Auch für Wolfgang Budweg, Fraktionsvorsitzender der CDU, ist es unstrittig, dass die Gemeinde den Gürtel enger schnallen muss, wenn die notwendigen Investitionen gestemmt werden sollen. Damit Dettingen investieren kann, müsse die Gemeinde diesmal wieder Kredite aufnehmen und wird sich dabei mehr als bisher verschulden. Die vergleichsweise niedrige Pro-Kopf-Verschuldung von bisher 140 Euro (ohne Verschuldung Eigenbetrieb Wasserversorgung) werde zum Jahresende um mehr als das doppelte auf 383 Euro je Einwohner steigen, bis Ende 2022 sogar auf 836 Euro. »Auch wenn Nachbar und Kreisgemeinden mehr Schulden haben, kann uns das nicht trösten.

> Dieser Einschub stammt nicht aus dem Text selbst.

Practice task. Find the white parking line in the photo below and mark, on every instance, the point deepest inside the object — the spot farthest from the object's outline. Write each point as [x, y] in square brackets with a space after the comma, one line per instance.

Für unsere Verhältnisse ist es jedenfalls beachtlich und wird sich erst wieder ändern, wenn die Zuschüsse für die Schillerschule eintreffen. Nur unter dieser Perspektive kann die Gemeinde dies zulassen«, betonte Budweg. Weitere Spielräume gebe es nicht. »Aber uns erscheinen die Investitionen unter zu Hilfenahme von Krediten sinnvoll und verantwortbar. Auch wenn wir wissen, dass dafür in den Folgejahren Zins und Tilgung anfällt. Spätestens jetzt - in diesem Haushalt - muss für jeden deutlich werden, wie wegweisend und zwingend die Entscheidung war, sich auf einen Schulstandort zu verständigen«, so Budweg. Wichtig ist ihm auch, dass die Gemeinde bei den Kindertagesstätten am Ball bleibe. 

»Die Unabhängige Liste ist stolz auf die großartige Entwicklung unseres Schulstandortes mit der Schillerschule und möchte betonen, dass wir absolut hinter dieser großen Investition für die Bildung unserer Kinder stehen«, sagte Elke Göhner. Für 2019 schlage sich dies mit 6,5 Millionen Euro als größter Posten nieder. Die Gesamtsumme dieses Großprojekts von 18,2 Millionen Euro muss allerdings gehalten werden. Die Kostenzuschüsse für die Kleinkind- und Kinderbetreuung sind im Haushalt 2019 mit 2,6 Millionen Euro an laufenden Kosten vorgemerkt. Außerdem sind Investitionen für das Kinderhaus Walter-Ellwanger mit 125 000 Euro und den Buchhalde-Kindergarten mit 130 000 Euro eingeplant.« Lassen Sie uns gemeinsam stolz auf diese Betreuungsvielfalt in Dettingen sein«, so Elke Göhner.

Die Redner von FWV, CDU und unabhängiger Liste betonten auch die Wichtigkeit, dass mit der verabschiedeten Machbarkeitsstudie der Grundstein für einen späteren Umbau oder Neubau an anderem des Feuerwehrmagazins gelegt wurde.